Напомню, что веб-скиммеры также называют атаками MageCart. Изначально название MageCart было присвоено одной хак-группе, которая первой начала внедрять вредоносный код на сайты с целью хищения данных банковских карт. В рамках таких атак хакеры взламывают сайты, а затем внедряют на их страницы вредоносный код, который записывает и похищает данные платежных карт, которые пользователи вводят во время оформления заказа.
По данным Sansec, атаки начались в конце прошлого месяца, когда поисковый робот компании обнаружил 374 заражения за один день, причем во всех случаях использовалось одно и то же вредоносное ПО. Домен, откуда злоумышленники загружали малварь (naturalfreshmall[.]com), в настоящее время находится в автономном режиме.

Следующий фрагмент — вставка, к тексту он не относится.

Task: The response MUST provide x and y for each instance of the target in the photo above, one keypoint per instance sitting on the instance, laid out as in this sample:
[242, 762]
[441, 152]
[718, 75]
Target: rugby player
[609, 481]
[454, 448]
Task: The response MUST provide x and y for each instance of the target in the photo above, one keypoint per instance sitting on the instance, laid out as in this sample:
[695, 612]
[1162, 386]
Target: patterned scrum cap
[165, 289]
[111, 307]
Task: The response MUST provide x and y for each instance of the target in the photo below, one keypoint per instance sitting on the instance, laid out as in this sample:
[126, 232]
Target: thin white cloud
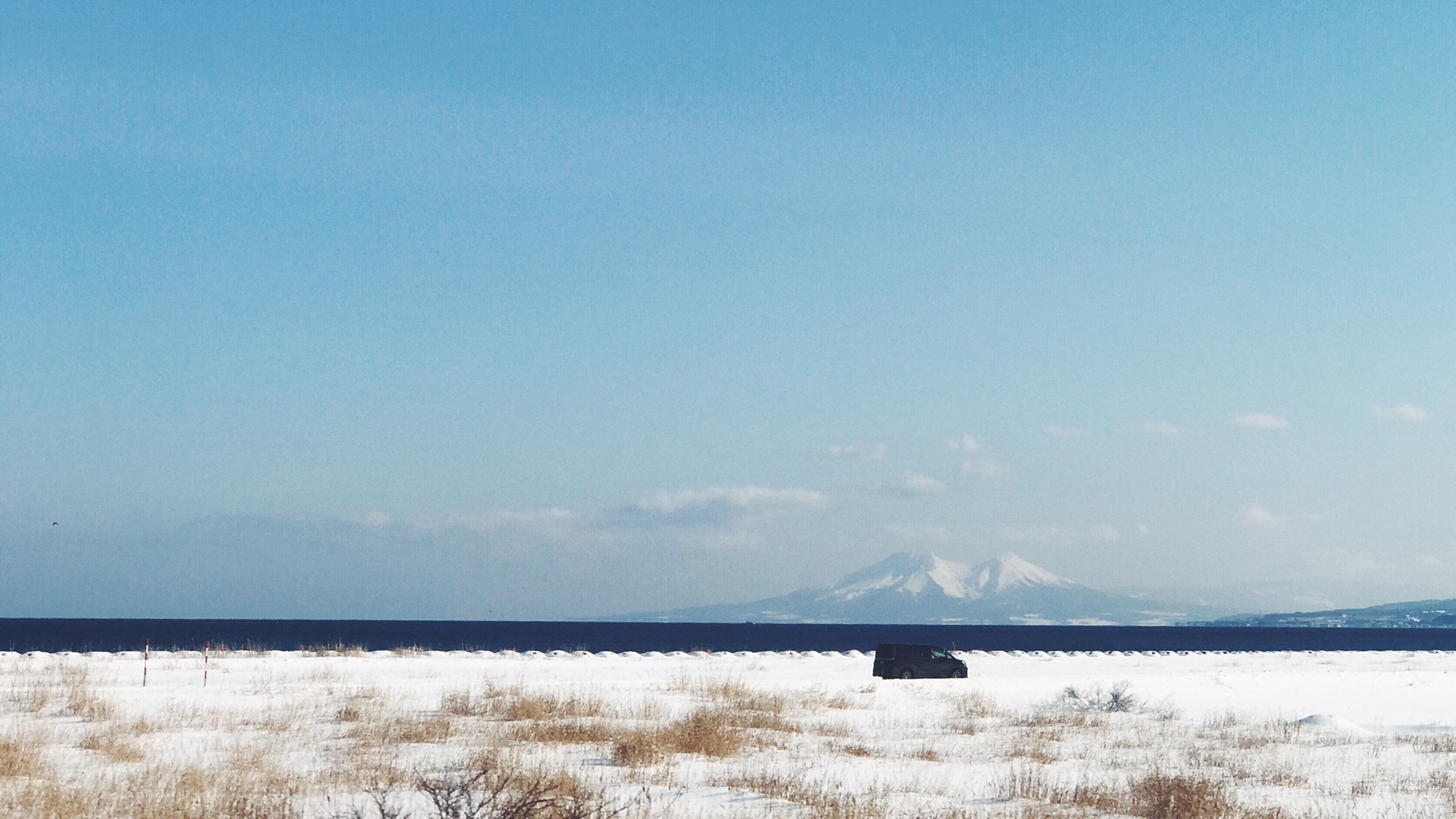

Расследование показало, что атакующие использовали давно известную уязвимость в плагине Quickview для внедрения новых пользователей-администраторов на сайты на базе Magento, которые затем могли запускать код с наивысшими привилегиями.
Атака осуществлялась путем добавления правила проверки в таблицу customer_eav_attribute. Это вынуждало хост-приложение создать вредоносный объект, который затем использовался для создания простого бэкдора (api_1.php). Исследователи отмечают, что использование правил проверки – это умный ход, так как в этом случае пейлоад внедряется на страницу регистрации.
Помимо внедрения на сайты веб-скиммера, хакеры также могли использовать бэкдор api_1.php для выполнения команд, что могло бы привести к полной компрометации ресурса. Однако, по всей видимости, MageCart-атаки более выгодны злоумышленникам, поэтому данная кампания была полностью сосредоточена именно на них.
Исследователи говорят, что в некоторых случаях хакеры внедряли до 19 бэкдоров на одну платформу. Вероятно, злоумышленники экспериментировали, пытаясь понять, что лучше подойдет для их целей.
Нужно отметить, что компания Adobe прекратила поддержку Magento 1 еще 30 июня 2020 года, однако тысячи сайтов по-прежнему работают на устаревшем ПО. К сожалению, это означает, что такие сайты уязвимы для самых разных хакерских атак и подвергают риску конфиденциальные данные своих клиентов.